Zan’s most recent list, with updates:

Grim Flayer
Festering Mummy is a pretty nice one against Mono-Red, but other than that this list is consistent, powerful, and resilient. Unlike the ur version of Emerge, this deck has a relevant 2-drop in Grim Flayer, a card that can hold the ground, apply pressure, filter draws, and achieve Delirium. Playing cards like Strategic Planning is a recipe for disaster, as this format is punishing and fast. You have no time to waste casting cantrips on the key second turn, you have to put something on the board in order to not get killed. Remember Jace, Vryn's Prodigy in old Emerge decks? This is as close as we’re ever going to get to the old Four-Color Emerge deck that I used to win an RPTQ during the Bant Company season, with Grim Flayer and Champion of Wits attempting to work together to replace ol’ Jace, and when it works, the deck is beautiful.
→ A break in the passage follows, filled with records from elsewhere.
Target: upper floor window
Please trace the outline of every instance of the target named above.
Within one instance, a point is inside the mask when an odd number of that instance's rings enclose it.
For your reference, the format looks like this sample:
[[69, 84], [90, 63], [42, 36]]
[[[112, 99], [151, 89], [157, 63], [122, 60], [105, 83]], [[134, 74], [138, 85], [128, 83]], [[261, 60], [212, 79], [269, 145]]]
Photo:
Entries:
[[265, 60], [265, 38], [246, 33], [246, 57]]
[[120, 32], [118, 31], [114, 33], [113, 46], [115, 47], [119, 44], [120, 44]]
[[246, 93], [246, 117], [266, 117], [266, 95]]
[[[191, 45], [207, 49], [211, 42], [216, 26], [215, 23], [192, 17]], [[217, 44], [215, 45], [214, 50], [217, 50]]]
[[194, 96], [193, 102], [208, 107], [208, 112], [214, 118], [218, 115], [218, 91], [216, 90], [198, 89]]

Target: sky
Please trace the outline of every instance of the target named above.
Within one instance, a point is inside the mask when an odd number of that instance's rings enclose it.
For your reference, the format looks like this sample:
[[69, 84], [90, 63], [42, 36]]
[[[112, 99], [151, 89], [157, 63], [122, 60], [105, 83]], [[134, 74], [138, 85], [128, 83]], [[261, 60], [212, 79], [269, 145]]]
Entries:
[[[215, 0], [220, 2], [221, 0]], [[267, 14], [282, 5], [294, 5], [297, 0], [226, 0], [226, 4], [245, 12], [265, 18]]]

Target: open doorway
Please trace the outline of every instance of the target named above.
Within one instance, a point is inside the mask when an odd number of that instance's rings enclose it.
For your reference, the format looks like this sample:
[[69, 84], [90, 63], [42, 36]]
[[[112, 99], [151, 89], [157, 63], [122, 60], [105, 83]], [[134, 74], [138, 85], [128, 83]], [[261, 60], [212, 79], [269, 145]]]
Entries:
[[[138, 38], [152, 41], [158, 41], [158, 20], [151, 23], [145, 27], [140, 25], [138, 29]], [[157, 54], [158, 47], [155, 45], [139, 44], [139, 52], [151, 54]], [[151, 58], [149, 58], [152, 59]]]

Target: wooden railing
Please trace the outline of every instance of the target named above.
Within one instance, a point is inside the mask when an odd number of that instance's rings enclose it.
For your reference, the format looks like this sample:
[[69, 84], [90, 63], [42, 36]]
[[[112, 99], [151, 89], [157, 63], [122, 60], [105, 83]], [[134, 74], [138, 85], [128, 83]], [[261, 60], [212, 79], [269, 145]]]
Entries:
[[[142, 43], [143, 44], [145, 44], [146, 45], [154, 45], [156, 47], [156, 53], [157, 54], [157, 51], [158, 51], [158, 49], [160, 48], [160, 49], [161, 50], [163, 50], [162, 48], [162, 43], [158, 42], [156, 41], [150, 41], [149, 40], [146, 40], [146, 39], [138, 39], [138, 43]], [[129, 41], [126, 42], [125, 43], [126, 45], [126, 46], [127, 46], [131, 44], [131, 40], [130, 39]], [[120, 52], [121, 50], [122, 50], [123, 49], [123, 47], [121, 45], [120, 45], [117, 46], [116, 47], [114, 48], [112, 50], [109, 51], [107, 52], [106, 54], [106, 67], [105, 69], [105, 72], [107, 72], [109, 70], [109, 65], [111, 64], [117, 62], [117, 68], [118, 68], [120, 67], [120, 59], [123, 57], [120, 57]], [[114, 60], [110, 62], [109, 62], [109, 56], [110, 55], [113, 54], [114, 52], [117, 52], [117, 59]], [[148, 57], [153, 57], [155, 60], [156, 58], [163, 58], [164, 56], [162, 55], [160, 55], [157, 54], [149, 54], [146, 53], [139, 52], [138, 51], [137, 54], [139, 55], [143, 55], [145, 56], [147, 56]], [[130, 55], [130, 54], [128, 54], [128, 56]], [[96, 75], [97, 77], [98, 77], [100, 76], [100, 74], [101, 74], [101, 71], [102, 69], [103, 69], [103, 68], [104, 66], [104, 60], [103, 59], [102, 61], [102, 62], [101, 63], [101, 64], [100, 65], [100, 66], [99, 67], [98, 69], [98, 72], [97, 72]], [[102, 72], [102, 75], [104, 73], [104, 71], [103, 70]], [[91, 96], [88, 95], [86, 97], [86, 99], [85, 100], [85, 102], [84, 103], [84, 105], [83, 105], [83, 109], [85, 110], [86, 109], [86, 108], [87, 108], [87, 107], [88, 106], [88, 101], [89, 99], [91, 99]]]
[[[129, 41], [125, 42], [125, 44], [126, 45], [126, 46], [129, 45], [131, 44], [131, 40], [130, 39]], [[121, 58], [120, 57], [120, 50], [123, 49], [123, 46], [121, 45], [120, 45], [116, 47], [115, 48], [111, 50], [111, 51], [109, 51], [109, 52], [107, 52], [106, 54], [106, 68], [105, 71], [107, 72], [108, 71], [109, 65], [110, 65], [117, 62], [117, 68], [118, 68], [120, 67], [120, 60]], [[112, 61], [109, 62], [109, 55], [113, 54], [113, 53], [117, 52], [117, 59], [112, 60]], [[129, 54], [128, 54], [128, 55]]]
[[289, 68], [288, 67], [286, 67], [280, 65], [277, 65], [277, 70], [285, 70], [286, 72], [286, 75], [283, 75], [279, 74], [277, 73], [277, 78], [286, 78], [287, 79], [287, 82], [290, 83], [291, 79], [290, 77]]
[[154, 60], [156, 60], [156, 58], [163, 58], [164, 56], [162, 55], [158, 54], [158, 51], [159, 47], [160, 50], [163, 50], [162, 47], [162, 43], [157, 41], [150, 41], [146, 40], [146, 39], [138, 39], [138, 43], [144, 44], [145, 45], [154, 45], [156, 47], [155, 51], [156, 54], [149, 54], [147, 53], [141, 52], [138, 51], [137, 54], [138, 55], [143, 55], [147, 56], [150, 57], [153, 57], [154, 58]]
To be sure, though, some inconsistencies are there, and there’s a healthy vulnerability to graveyard hate. I would have happily registered this deck for the PT, but the Red matchup was still shaky even with a number of adjustments to try to improve it. You can, if you’re so inclined, cut the Green and end up with a Grixis or even ub Zombie Emerge list, both of which will be options for tournaments this season. However, if you want to gear down and go more consistent at the expense of raw power, a Magic Online player by the name of Ooter37 might have the answer for you.

Ooter’s list is consistent, to be sure, but without a metagame to attack, it’s hard to play a midrange pile like this knowing that some players are going to go above or under you, and there’s little you can do about it. Next week, or the week after, look for a well-tuned midrange Delirium list (or a four-color Emerge list with options of boarding into a Delirium midrange deck) to dominate the format.

For our team, the solution was to stay low to the ground and aggressive, which led me to register bg Energy (or as we started calling it for fun, “A Green and Black Aggression-based Strategy with both Energy and Counters sub-themes”, which kind of sounds like a description you might find on a Japanese restaurant menu). Here’s the list!

Aggressive, powerful, consistent, just the way I like my Pro Tour decks. The thinking here is that bg Energy is the most overall strong deck that also sports a solidly favorable matchup against the Mono-Red menace, which stands to be the most popular deck at the event. Sure, Mardu, Zombies, and wu Monument were also strong considerations that could be just as powerful in the hands of the right players, but in the end, time pressures won out and the simplest aggressive deck is the one that we’re hoping will carry me to the first PT Top 8 of my career. Wish me luck this weekend, as I’m going to need it!